Ya tuvo lugar durante los años posteriores al estallido de la burbuja financiera y ahora la tendencia vuelve a hacerse notar. La parálisis económica que ha provocado el coronavirus ha echado a miles de personas a la calle y algunos han visto en el emprendimiento la mejor manera para subsistir. “Un clásico”, comenta Guillem Arís, director de Autoocupación, una fundación barcelonesa que lleva desde el 1986 asesorando a aquellos que quieren dar el paso. “El emprendimiento por necesidad, en contra del emprendimiento por oportunidad, va muy ligado a la situación económica que atraviesa un país”, señala. Según los datos que recoge el informe GEM, un índice de referencia a nivel mundial, el emprendimiento por necesidad creció del 15% al 25% de 2009 a 2010, llegó a rozar el 30% en el 2014 y volvió a bajar hasta el 22% en el 2018, según los últimos datos disponibles relativos al mercado español. Ahora todavía es pronto para conocer las cifras del crecimiento del fenómeno, que engloba la creación de cualquier negocio, sea un comercio, una start-up ,
un bar, una peluquería o un trabajo como profesional autónomo.
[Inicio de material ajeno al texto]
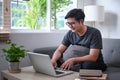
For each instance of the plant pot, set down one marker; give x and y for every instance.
(13, 67)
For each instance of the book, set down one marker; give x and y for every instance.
(103, 77)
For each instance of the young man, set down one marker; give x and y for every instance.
(80, 35)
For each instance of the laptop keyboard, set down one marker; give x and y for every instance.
(58, 72)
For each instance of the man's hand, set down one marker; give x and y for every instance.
(54, 63)
(67, 64)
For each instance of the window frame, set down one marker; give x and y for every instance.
(41, 30)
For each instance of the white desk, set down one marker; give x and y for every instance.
(28, 73)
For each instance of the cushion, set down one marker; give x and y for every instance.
(111, 52)
(75, 51)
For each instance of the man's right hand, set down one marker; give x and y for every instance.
(54, 63)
A Barcelona Activa, la oficina de desarrollo local del Ayuntamiento, empiezan a llegar los primeros interesados. Presentan propuestas relacionadas con el ámbito digital y de la consultoría pero, como es lógico, no hay ni rastro de nuevos comercios tradicionales o del sector de la hostelería, comenta
Xavier Dumont, director del área de emprendimiento. “El grueso de solicitudes llegará en el 2021, cuando finalicen los ERTE y acabe la incertidumbre”, señala.

El motivo que explica el emprendimiento por necesidad es, evidentemente, la falta de trabajo, pero también influyen las inquietudes personales. “En la mayoría de los casos, las personas que deciden emprender se lo habían planteado con anterioridad pero no se habían atrevido a dar el paso. Son perfiles que ya tienen un cierto espíritu de liderazgo”, sostiene Guillem Arís. Además, el consultor explica que en muchas ocasiones los afectados no ven la autoocupación como la última salida profesional. “Normalmente, son personas que pueden optar a subsidios o bien recurrir a trabajos con menos cualificación que la suya. Simplemente, estas personas prefieren mantener su nivel de vida probando impulsar un negocio por su cuenta”.
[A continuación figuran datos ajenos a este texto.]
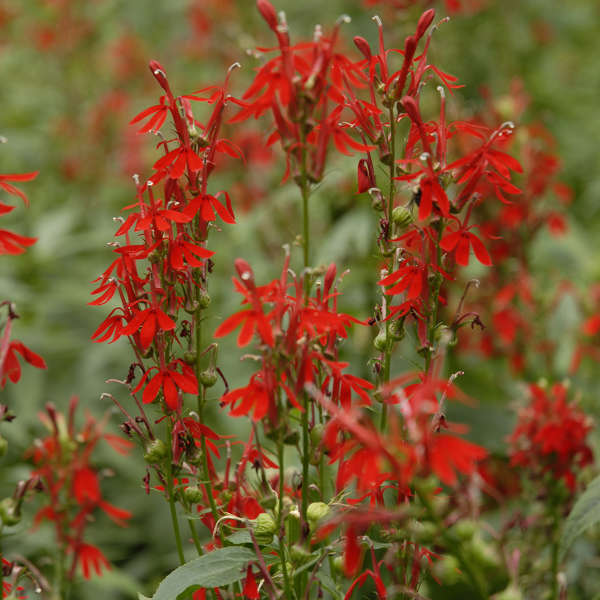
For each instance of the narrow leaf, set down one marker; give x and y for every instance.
(585, 513)
(215, 569)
Los beneficios de ser “tu propio jefe” son conocidos. El empresario ingresa todo lo que genera su empresa, tiene mayor poder de decisión en todos los ámbitos del negocio, dispone de flexibilidad horaria –por tanto, puede conciliar mejor– y está más satisfecho y motivado a nivel profesional, destacan los expertos. Los riesgos también son sobradamente conocidos –fracaso, asumir deudas, largas jornadas de trabajo–, pero en estos casos en los que la necesidad aprieta los peligros pueden ser mucho mayores, especialmente si es la primera vez que se entra en el mundo empresarial.

“La gente no es consciente de lo difícil que resulta emprender, las cargas de estrés que conlleva, la fuerza que se requiere para afrontar el rechazo de inversores, clientela, proveedores… Hay gente que viene desorientada, especialmente a nivel legal”, comenta Dumont.